Texture Ternary Plots

GRADISTAT gravel-sand-mud ternary plots place Gravel at the top, Mud at the lower-left apex, and Sand at the lower-right apex. The plotting functions draw ternary guides for gravel percentage and sand/mud ratio directly on the diagram and suppress ordinary Cartesian x/y axes.

plot_texture_ternary(
  gsm_classified,
  scheme = "gradistat",
  basis = "gravel_sand_mud",
  point_id = "sample_id"
)


plot_texture_ternary(
  ssc_classified,
  scheme = "gradistat",
  basis = "sand_silt_clay_no_gravel",
  point_id = "sample_id"
)

What Differs From Excel-Based GRADISTAT

grainsizeR returns R objects, not fixed spreadsheet worksheets. Plots are ggplot objects and can be styled or combined with ordinary R tools. The package does not copy GRADISTAT VBA code, chart objects, or workbook printout layouts.

What Is Not Claimed

This vignette does not claim full Excel visual parity, byte-for-byte output identity, complete modified Udden-Wentworth subclass parity, or a CRAN release claim.
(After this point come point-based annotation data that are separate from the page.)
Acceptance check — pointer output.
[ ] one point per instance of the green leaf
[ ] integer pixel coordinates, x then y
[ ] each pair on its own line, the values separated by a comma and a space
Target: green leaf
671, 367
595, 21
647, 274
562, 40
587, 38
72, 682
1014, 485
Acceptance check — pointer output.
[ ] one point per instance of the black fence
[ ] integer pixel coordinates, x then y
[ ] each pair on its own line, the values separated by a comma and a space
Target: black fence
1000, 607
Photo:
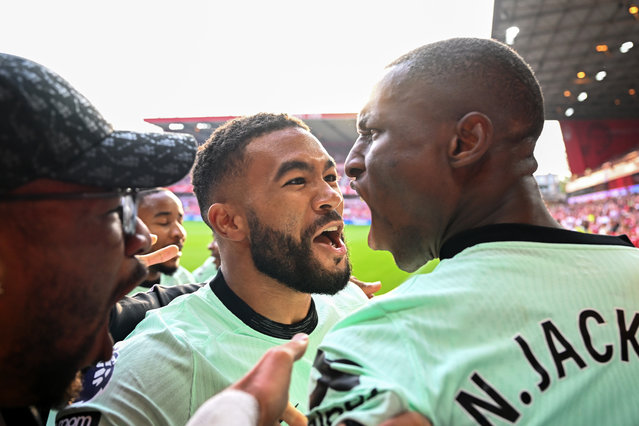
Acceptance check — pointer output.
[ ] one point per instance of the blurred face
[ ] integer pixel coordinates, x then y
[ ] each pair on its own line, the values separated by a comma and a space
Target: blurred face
295, 212
163, 214
65, 263
399, 166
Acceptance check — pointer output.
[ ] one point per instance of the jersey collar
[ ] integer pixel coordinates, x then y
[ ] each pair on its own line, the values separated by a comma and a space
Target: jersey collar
258, 322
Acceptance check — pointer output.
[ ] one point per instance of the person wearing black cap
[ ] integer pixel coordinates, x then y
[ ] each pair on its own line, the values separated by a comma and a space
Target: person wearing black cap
69, 234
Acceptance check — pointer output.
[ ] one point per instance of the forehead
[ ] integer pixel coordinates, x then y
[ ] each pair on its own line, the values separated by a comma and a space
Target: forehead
401, 99
267, 153
159, 201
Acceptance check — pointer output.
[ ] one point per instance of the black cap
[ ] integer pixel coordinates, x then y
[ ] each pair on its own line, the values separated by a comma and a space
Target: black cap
50, 131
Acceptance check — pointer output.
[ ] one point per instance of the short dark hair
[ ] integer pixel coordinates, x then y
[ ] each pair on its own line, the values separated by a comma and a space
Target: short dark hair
143, 194
491, 66
222, 155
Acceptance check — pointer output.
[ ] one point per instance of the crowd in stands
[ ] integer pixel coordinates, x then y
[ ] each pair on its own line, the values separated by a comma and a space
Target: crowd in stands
611, 215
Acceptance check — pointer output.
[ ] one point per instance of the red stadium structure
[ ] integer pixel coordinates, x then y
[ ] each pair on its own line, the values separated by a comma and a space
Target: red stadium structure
586, 57
336, 131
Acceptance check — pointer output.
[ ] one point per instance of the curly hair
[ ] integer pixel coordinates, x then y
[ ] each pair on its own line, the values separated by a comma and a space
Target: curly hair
222, 156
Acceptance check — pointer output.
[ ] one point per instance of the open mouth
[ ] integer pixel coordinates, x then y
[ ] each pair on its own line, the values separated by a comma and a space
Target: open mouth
332, 238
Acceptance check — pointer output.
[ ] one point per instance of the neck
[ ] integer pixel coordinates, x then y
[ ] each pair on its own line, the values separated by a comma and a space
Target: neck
266, 296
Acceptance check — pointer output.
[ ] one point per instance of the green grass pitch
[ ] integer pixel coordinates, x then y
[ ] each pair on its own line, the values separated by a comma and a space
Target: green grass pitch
368, 265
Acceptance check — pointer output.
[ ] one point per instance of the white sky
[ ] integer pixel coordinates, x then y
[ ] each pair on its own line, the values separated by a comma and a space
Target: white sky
138, 59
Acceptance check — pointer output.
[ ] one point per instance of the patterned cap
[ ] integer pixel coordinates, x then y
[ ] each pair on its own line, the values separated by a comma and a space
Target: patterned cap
49, 130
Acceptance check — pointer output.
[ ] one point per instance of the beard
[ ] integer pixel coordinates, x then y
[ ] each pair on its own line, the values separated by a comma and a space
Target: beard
279, 256
42, 367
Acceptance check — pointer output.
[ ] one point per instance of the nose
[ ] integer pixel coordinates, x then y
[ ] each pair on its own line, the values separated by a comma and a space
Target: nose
140, 242
354, 165
329, 197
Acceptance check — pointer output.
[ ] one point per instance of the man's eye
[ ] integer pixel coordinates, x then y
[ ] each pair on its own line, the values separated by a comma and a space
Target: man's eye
296, 181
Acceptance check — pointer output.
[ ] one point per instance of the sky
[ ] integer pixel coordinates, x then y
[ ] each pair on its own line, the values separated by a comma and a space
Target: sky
139, 59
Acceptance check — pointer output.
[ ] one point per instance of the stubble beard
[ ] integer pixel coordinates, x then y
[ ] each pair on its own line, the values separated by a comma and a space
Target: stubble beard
277, 255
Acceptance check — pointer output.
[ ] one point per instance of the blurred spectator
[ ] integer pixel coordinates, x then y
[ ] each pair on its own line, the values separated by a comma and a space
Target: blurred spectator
609, 216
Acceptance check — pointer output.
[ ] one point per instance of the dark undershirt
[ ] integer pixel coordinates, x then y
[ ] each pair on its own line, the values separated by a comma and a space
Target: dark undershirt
521, 232
259, 322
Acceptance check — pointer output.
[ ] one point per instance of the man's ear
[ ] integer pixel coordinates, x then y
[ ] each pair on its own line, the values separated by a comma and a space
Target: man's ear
473, 136
226, 222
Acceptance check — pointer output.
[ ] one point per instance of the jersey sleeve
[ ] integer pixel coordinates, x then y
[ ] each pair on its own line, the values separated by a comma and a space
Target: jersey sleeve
354, 379
148, 385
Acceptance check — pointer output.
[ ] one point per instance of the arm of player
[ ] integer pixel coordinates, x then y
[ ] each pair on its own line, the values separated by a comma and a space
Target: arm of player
368, 288
350, 386
261, 396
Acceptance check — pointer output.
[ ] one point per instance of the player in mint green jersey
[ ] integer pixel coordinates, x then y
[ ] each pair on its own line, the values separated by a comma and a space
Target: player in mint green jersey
269, 191
522, 322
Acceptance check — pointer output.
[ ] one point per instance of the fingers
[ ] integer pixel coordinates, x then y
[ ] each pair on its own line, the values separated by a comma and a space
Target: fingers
368, 288
294, 417
159, 256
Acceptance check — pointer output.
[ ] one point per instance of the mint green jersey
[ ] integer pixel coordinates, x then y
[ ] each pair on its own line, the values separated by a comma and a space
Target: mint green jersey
181, 355
206, 271
181, 276
501, 332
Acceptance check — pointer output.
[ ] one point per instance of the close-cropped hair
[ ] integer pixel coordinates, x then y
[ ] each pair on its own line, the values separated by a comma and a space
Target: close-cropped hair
487, 65
222, 156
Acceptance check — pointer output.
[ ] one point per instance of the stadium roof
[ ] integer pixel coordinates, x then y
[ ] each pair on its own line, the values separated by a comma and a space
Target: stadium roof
560, 38
336, 131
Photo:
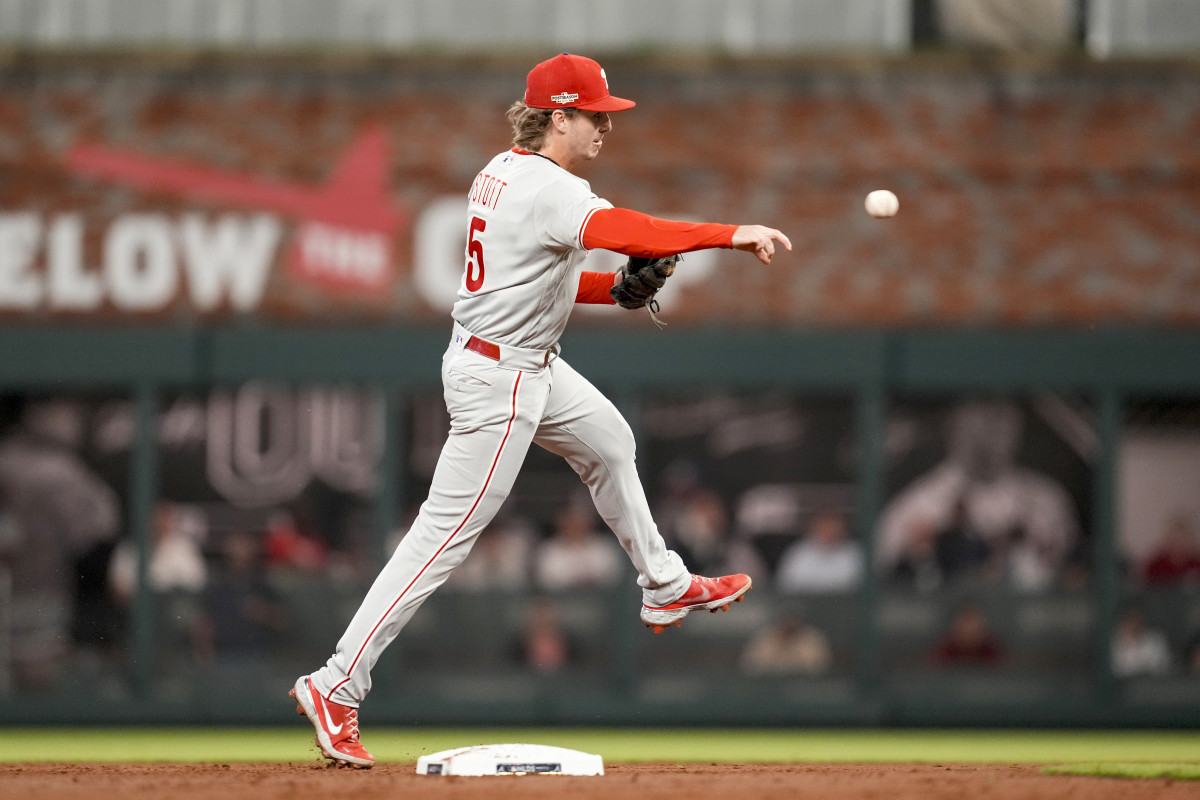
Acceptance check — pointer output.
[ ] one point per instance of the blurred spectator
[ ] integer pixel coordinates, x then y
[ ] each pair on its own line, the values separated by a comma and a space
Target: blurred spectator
981, 487
177, 561
1021, 564
1007, 24
1138, 650
768, 522
789, 647
287, 547
58, 512
576, 555
693, 518
240, 612
544, 644
917, 566
499, 559
959, 545
1177, 555
825, 560
969, 642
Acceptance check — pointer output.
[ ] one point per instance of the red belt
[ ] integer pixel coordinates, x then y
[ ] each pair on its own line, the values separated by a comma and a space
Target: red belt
484, 348
491, 349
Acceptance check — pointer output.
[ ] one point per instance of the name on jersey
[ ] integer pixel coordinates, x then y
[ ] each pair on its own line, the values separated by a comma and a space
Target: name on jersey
486, 190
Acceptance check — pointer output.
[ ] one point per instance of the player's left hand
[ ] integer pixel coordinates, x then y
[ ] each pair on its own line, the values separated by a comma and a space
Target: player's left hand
760, 240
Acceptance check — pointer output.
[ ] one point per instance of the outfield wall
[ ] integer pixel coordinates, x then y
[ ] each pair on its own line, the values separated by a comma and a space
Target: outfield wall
225, 288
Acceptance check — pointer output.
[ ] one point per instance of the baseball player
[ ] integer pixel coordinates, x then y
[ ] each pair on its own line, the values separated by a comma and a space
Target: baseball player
532, 221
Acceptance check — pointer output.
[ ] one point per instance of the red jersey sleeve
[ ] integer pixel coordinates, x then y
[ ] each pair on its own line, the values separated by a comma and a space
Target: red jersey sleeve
634, 233
594, 288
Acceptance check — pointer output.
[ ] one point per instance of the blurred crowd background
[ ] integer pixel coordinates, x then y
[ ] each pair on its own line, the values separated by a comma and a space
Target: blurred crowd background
958, 451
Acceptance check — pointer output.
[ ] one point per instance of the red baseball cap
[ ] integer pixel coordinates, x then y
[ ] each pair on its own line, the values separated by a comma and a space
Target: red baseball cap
571, 82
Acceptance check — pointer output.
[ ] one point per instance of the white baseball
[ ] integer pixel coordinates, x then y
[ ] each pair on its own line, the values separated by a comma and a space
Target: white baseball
882, 203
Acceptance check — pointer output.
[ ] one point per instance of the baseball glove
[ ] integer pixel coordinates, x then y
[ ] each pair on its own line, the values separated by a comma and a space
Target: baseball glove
641, 280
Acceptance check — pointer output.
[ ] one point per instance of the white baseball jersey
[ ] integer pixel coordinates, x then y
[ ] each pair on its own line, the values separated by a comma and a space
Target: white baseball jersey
523, 263
523, 250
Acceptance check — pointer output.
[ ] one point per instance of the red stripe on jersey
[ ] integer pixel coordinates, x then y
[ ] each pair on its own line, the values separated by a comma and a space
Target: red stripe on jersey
594, 288
513, 417
583, 226
634, 233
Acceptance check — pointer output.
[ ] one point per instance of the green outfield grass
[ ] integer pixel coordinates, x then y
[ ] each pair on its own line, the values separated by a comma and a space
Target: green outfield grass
1079, 751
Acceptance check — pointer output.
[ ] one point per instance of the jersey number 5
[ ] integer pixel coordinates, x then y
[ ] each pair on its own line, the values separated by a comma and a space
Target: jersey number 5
475, 256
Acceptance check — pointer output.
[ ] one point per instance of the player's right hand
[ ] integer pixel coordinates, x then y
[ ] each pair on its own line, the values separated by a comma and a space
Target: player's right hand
760, 240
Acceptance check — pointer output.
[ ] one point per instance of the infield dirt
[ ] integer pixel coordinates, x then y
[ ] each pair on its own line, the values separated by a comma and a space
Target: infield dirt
297, 781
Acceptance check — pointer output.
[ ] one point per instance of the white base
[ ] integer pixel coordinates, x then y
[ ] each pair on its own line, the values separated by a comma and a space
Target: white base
510, 759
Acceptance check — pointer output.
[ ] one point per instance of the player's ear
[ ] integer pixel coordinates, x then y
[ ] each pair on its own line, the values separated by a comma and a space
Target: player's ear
558, 118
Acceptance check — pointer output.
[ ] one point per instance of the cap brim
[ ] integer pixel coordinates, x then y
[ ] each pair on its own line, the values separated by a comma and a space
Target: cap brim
609, 103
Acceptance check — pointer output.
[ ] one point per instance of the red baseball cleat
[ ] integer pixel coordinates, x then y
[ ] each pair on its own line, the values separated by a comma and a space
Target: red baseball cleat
707, 594
337, 726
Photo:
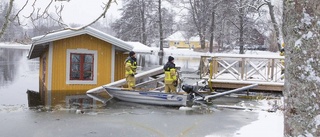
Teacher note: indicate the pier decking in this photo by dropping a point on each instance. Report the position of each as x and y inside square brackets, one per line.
[231, 71]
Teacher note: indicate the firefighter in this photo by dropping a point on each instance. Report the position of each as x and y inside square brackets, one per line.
[282, 53]
[131, 67]
[170, 78]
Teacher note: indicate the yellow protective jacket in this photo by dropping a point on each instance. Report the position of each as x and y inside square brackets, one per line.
[130, 66]
[170, 73]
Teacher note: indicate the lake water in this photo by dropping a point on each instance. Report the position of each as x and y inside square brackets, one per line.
[116, 118]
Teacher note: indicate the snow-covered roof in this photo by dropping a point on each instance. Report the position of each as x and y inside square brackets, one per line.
[14, 46]
[181, 36]
[38, 47]
[140, 48]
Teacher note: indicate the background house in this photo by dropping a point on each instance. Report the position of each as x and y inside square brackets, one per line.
[180, 39]
[72, 62]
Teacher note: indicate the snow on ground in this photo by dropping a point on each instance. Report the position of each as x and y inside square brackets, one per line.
[269, 124]
[192, 53]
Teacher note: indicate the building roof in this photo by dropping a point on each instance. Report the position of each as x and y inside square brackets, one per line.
[40, 43]
[181, 36]
[140, 48]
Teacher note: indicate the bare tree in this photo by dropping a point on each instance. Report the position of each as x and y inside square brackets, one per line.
[301, 27]
[273, 20]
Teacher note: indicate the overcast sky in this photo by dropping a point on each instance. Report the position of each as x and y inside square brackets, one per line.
[76, 11]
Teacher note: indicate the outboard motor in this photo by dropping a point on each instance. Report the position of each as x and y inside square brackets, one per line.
[190, 90]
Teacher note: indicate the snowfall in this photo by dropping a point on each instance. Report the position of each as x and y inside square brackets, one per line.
[268, 124]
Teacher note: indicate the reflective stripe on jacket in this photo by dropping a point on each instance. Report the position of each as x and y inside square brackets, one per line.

It demonstrates a functional replacement for the implemented package scope.

Remaining Future Work

Future work includes a separate CRAN-specific audit before any CRAN submission and deferred features such as USDA sand-size modifier subclasses, additional texture systems, and civil-engineering classifications if they are scoped later.

Reproducibility Advantages in R

An R-native script keeps import choices, extrapolation assumptions, classification settings, plots, and output tables together. That makes the analysis easier to rerun, review, and version-control than a manual spreadsheet process.